Rede von Monika Knoche beim Ostermarsch in Frankfurt a.M. *

Die militärische Definition der EU und die neue Selbstbeschreibung der deutschen Nation haben etwas mit dem dominanter werdenden Westeuropa in der Welt zu tun - und mit der neuen Weltordnungsvorstellung der Nato.

Glaubt man der Verteidigungsministerin von der Leyen, dann ruft der südliche Kontinent neuerdings virulente Sicherheitsinteressen Europas auf den Plan. Die offizielle Argumentation schreckt nicht davor zurück, die „Boatpeople“ im Mittelmeer „als Problem für Europa“ zu nennen. Über nachkoloniale Interessen europäischer Industriestaaten, die wir z.B. neuerdings mit Frankreich teilen, wird nichts gesagt. Zugriffsrechte auf Bodenschätze und Landnutzung in Afrika sind umstritten. Afrika, das ist nicht die Zone selbstloser Entwicklungshilfe. Deutschland ist insgesamt reichlich unwissend und uninteressiert bezüglich der ethnisch aufgeladenen, bewaffneten Konflikte in den verschiedensten afrikanischen Staaten; die AU jedoch eigentlich zuständig.

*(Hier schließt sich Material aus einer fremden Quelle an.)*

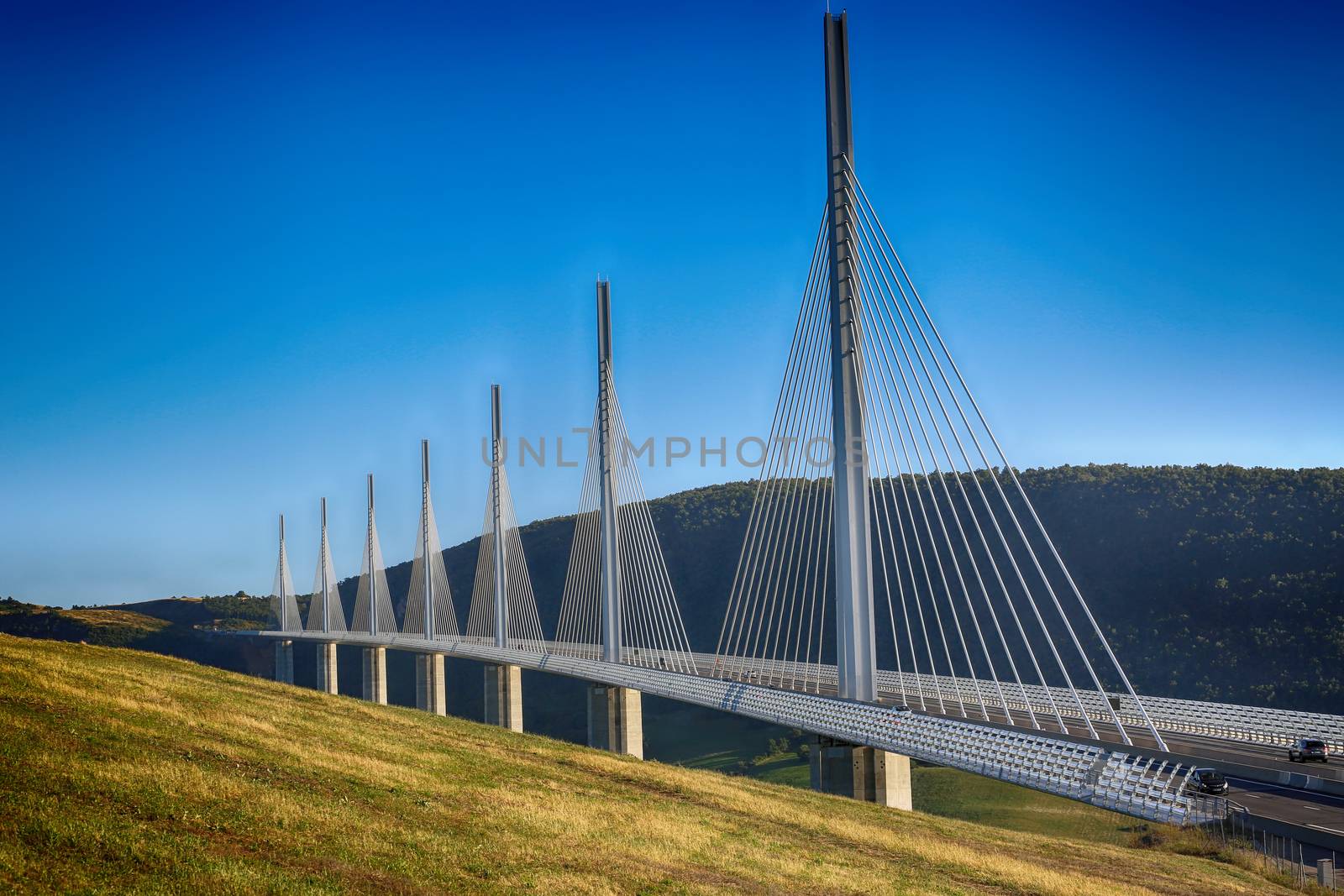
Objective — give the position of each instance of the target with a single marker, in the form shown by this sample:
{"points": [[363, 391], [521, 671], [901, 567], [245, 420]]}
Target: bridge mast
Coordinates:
{"points": [[284, 607], [322, 562], [429, 579], [373, 573], [855, 647], [497, 523], [609, 553]]}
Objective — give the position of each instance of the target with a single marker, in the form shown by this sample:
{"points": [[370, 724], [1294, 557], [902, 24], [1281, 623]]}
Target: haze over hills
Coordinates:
{"points": [[136, 773]]}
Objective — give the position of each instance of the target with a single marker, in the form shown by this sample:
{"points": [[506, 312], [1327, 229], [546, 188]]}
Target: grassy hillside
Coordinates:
{"points": [[134, 772]]}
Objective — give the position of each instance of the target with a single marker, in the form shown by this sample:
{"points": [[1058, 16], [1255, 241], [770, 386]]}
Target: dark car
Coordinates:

Es ist für die Friedensbewegung wichtig, sich den Friedensgefährdungen im 21. Jahrhundert umfassender anzunehmen. So wichtig es ist, sich gegen den steigenden Waffenexport zu stellen, so wichtig ist es, zu sagen, warum es ihn gibt. Die bipolare Welt ist vergangen, neue Militärbündnisse kommen auf. Ehemals pazifistische Staaten, die im pazifischen Raum neue wirtschaftliche Dynamiken erleben, rüsten auf. Die Welt soll neu aufgeteilt werden. Nicht mit gerechten Handelsbeziehungen, sondern vermittels des Rückgriffs auf militärische Stärke, sollen Interessen gewahrt werden.

Wir Friedenskräfte müssen sagen, welche Rolle der Zugriff auf und die Ausbeutung von Bodenschätzen, die Expansion in neue Märkte, die Schaffung neuer Absatzmärkte in der strategischen Sicherheitspolitik spielen.

Wir müssen Alternativen zu den Gründen für heutige Militärmaßnahmen nennen und Verbündete in der Menschenrechts- und Demokratiebewegung, bei den Umweltaktivistinnen finden. Es geht heutzutage weniger um nationalistische Großmachtinteressen, als viel mehr um globale Wirtschaftsinteressen. Aber es gibt die geopolitischen Neuordnungsinteressen, die beispielsweise in der neuen NATO-Stratege seit dem Jubiläumsgipfel in Straßburg verbindlich sind und in der europäischen Verteidigungsdoktrin der EU eingeschlossen sind. Diese „Erneuerung“ und Gemeinsamkeit ist eine Reaktion auf die Veränderungen einer multipolar gewordenen Welt, die sich vollzogen hat, weil keine Friedensdividende aus dem Ende des Kalten Krieges gezogen wurde. Das sind Gründe für die neue Aufrüstungswelle weltweit, für die neuen Allianzen im pazifischen Raum.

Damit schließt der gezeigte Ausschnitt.